Objective To estimate the prevalence of spondyloarthritis and its subtypes.
Methods The Swedish healthcare organisation comprises a system where all inpatient and outpatient care is registered by a personal identifier. For the calendar years 2003–7, all residents aged ≥15 years in the southernmost county of Sweden (1.2 million inhabitants) diagnosed by a physician with spondyloarthritis (ankylosing spondylitis (AS), psoriatic arthritis (PsA), inflammatory arthritis associated with inflammatory bowel disease (Aa-IBD) or undifferentiated spondylarthritis (USpA)) were identified. To obtain valid point estimates of prevalence by the end of 2007, identification numbers were cross-referenced with the population register to exclude patients who had died or relocated.

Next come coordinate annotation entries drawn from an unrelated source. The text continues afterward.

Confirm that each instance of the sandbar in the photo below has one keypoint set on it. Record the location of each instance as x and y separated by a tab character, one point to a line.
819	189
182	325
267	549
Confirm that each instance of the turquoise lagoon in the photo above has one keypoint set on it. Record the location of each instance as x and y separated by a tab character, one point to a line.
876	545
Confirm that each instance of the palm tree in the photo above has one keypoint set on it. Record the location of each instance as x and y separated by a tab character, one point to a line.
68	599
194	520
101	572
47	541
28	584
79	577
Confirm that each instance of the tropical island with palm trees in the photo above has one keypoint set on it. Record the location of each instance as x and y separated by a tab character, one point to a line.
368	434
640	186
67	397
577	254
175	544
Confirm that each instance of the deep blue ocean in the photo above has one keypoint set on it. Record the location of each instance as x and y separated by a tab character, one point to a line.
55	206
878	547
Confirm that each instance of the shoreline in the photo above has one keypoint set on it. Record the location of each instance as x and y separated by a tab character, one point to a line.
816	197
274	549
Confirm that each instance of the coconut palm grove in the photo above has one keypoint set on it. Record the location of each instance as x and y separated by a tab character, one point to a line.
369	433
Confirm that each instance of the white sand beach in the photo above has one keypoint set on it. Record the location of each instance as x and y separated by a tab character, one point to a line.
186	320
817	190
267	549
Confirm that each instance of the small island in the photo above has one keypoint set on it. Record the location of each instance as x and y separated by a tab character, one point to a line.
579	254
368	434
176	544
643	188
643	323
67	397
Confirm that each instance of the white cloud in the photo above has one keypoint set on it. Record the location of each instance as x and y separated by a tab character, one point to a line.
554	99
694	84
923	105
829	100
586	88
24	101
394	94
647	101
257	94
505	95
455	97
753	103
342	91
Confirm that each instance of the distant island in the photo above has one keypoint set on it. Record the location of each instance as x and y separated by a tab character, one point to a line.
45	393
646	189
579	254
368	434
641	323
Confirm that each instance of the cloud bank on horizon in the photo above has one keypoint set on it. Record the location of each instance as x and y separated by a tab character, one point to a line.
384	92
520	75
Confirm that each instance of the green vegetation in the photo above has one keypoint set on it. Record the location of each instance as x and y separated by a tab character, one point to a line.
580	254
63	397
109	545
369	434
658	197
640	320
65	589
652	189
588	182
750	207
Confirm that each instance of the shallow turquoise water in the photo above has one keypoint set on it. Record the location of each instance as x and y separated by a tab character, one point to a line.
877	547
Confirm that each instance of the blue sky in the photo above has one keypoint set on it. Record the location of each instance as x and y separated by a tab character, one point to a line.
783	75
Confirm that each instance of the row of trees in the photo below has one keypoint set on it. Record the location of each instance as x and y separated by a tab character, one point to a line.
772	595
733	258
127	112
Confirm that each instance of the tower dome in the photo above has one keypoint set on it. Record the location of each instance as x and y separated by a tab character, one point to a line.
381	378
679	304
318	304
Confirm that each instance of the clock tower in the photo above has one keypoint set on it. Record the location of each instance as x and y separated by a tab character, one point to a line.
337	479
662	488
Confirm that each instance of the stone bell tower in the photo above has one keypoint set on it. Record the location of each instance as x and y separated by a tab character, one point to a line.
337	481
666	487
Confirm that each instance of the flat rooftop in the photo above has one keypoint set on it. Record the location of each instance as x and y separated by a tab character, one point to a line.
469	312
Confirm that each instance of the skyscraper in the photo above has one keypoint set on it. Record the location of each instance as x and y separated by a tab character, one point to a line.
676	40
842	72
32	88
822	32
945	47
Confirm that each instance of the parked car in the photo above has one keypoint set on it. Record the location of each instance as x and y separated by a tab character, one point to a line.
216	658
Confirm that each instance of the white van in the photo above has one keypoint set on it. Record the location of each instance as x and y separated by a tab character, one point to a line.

Results The authors estimated the prevalence of spondyloarthritis (not including chronic reactive arthritis) as 0.45% (95% CI 0.44% to 0.47%). The mean (SD) age of patients with prevalent spondyloarthritis by the end of 2007 was 53 (15) years. Among the component subtypes, PsA accounted for 54% of cases, AS 21.4%, USpA 17.8% and Aa-IBD 2.3% with a prevalence of 0.25%, 0.12%, 0.10% and 0.015%, respectively. The remaining 6.4% had some form of combination of spondyloarthritis diagnoses. The prevalence of spondyloarthritis at large was about the same in men and women. However, the subtype PsA was more prevalent in women and AS was more prevalent in men.
Conclusion In Sweden the prevalence of spondyloarthritis leading to a doctor consultation is not much lower than rheumatoid arthritis. PsA was the most frequent subtype followed by AS and USpA, and the two most frequent subtypes PsA and AS also display some distinct sex patterns.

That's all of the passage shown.